Vast cosmic vistas await

UA's 2 new mirrors part of unique scope

By Tom Beal
ARIZONA DAILY STAR
Tucson, Arizona | Published: 09.05.2008
The UA Steward Mirror Lab has lifted the lid on its latest 8.4-meter mirror blank and pronounced it near-perfect — ready for a custom grinding and polishing job that will make it the most unusual telescope mirror ever built.
This single glass blank will actually become two mirrors, part of the novel three-mirror system of the Large Synoptic Survey Telescope. It will give astronomers the widest, deepest, most data-filled look at the night sky ever attempted.
When it is installed on a Chilean mountaintop in 2015, it will be capable of mapping the entire night sky in digital images every three days, gathering 15,000 gigabytes of information each night and making it available to astronomers worldwide for research.
University of Arizona astronomer Roger Angel, who first proposed the project in a paper 10 years ago, said the telescope's usefulness is magnified by its wide field of view, the depth of its light-gathering reach and the widespread dissemination of the images it will gather.
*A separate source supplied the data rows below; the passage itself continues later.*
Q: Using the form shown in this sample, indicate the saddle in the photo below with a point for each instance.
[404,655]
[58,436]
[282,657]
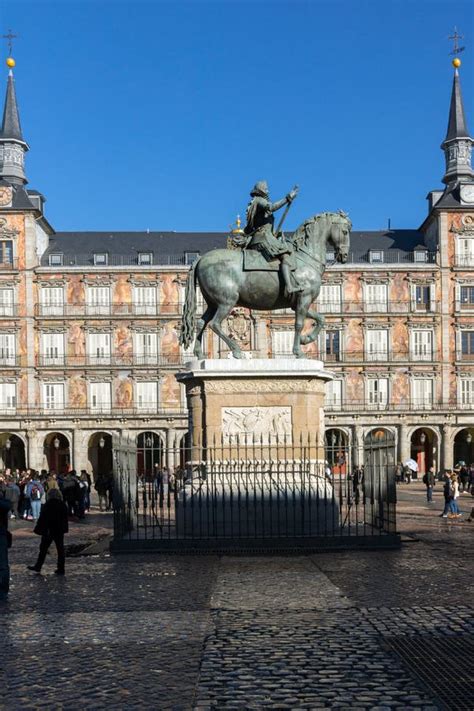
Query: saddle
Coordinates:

Astronomers looking for changes from image to image over time will be able to more easily spot potentially threatening near-Earth objects, exploding supernovae, comets and other phenomena.
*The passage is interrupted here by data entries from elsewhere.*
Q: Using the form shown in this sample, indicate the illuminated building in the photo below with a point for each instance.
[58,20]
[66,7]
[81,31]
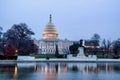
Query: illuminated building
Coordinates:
[47,45]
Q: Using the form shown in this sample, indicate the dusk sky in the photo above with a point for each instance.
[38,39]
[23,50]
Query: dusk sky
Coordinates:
[74,19]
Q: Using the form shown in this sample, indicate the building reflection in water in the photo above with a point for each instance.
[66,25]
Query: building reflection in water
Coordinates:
[51,71]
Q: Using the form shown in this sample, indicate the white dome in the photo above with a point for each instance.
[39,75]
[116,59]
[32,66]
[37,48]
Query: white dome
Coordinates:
[50,30]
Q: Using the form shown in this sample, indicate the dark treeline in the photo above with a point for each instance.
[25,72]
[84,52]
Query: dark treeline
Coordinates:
[17,39]
[95,46]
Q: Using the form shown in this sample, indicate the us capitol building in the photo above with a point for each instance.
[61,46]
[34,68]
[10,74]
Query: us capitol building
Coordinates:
[47,45]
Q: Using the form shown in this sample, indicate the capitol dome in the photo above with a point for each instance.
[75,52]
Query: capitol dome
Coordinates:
[50,30]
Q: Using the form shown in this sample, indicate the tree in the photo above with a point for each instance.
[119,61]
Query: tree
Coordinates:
[56,51]
[96,38]
[20,37]
[116,47]
[2,43]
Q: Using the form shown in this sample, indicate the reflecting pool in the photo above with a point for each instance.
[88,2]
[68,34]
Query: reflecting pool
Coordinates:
[60,71]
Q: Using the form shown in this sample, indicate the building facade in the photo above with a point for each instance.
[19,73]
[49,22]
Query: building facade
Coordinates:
[47,45]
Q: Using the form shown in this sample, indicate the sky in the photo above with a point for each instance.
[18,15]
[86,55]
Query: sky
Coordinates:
[74,19]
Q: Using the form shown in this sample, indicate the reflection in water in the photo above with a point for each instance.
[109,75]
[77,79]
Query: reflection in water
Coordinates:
[58,71]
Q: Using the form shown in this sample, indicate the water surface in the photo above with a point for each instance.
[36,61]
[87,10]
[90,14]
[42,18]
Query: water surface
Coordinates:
[60,71]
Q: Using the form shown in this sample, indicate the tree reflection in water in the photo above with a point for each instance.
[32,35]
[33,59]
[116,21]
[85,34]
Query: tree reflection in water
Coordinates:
[57,71]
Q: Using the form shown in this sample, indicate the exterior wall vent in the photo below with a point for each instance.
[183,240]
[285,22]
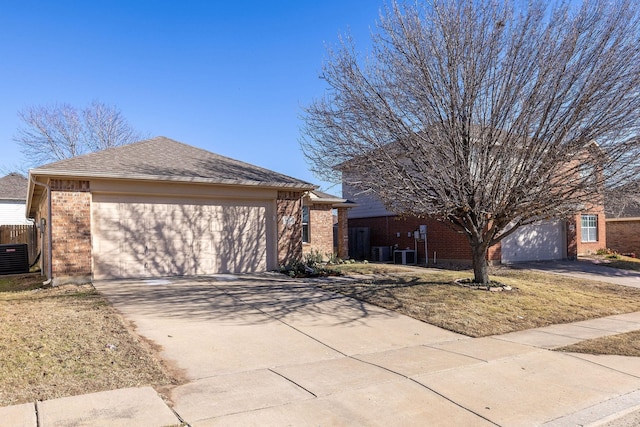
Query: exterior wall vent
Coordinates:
[14,259]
It will also aid them in locating dark matter and energy by noting their effect on light from distant galaxies.
"It will provide vast amounts of new things," Angel said. Researchers, he said, "will be in the nice position of being able to pick and choose."
The outer section of the concave blank will keep its current curvature, created by slowly spinning molten glass in a honeycomb structure Angel developed that has made Steward the world's premier creator of large telescope mirrors.
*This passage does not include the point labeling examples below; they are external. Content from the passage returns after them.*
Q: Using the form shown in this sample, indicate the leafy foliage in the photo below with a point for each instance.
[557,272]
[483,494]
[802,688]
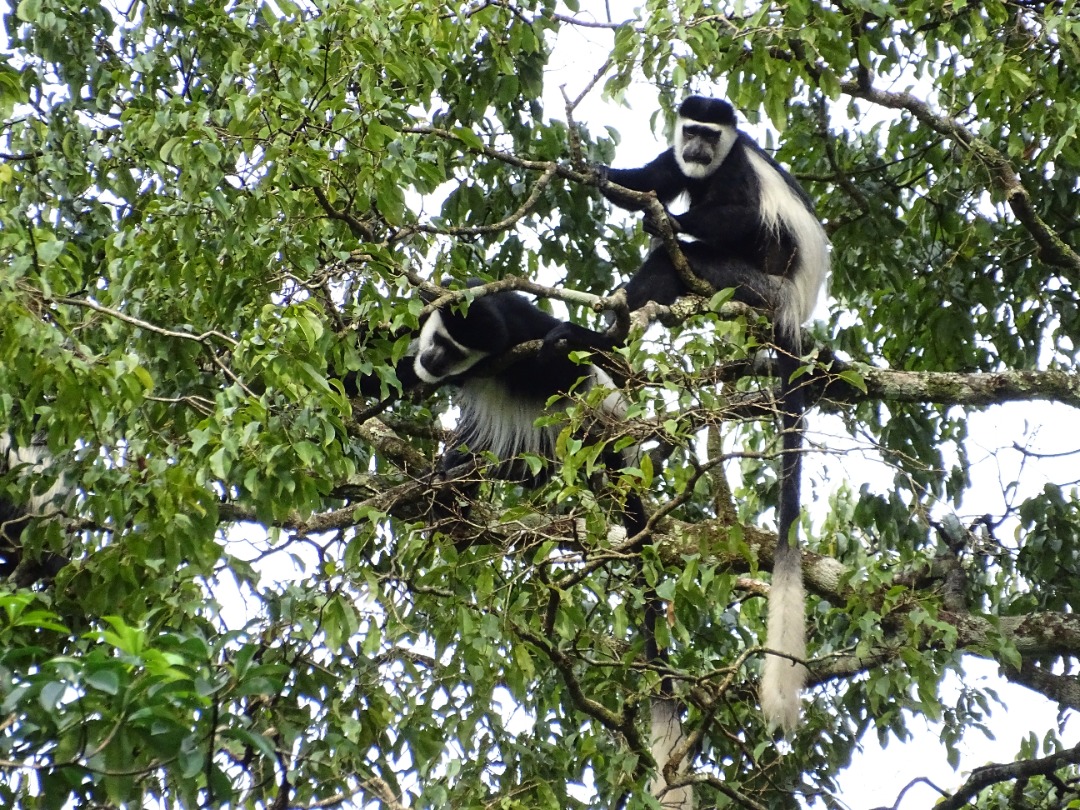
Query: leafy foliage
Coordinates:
[214,217]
The inside 16 feet of the mirror blank will be ground to a steeper concavity.
When installed, the outer, or primary, mirror will receive light from the night sky and bounce it to a mirror above it, which in turn will bounce it to the interior mirror of the blank recently cast.
That mirror will bounce the light to a digital camera with an aperture nearly 2 feet square, providing it with a field of view larger than 30 moons.
There were no hitches in casting the mirror, said Jeffrey S. Kingsley, associate director of Steward Observatory.
Storms knocked out power to the mirror lab, which is beneath the UA football stadium, once while it was melting glass, but generators came on well before there was any measurable change in heat.
Grinding and polishing, during which about 16,000 pounds of glass will be removed from the mirror's surface, could take up to two years, said Kingsley.
The LSST Corp., which will build and operate the telescope, is a consortium of 25 universities and institutions, headquartered in Tucson.
Founding partners are the UA, the University of Washington, the National Optical Astronomy Observatory and Research Corp. It plans to begin operating the scope in 2015.
Money for the mirrors themselves came from private donations — $10 million from Microsoft owner Bill Gates and $20 million from the Charles Simonyi Fund for Arts and Sciences, according to a UA news release.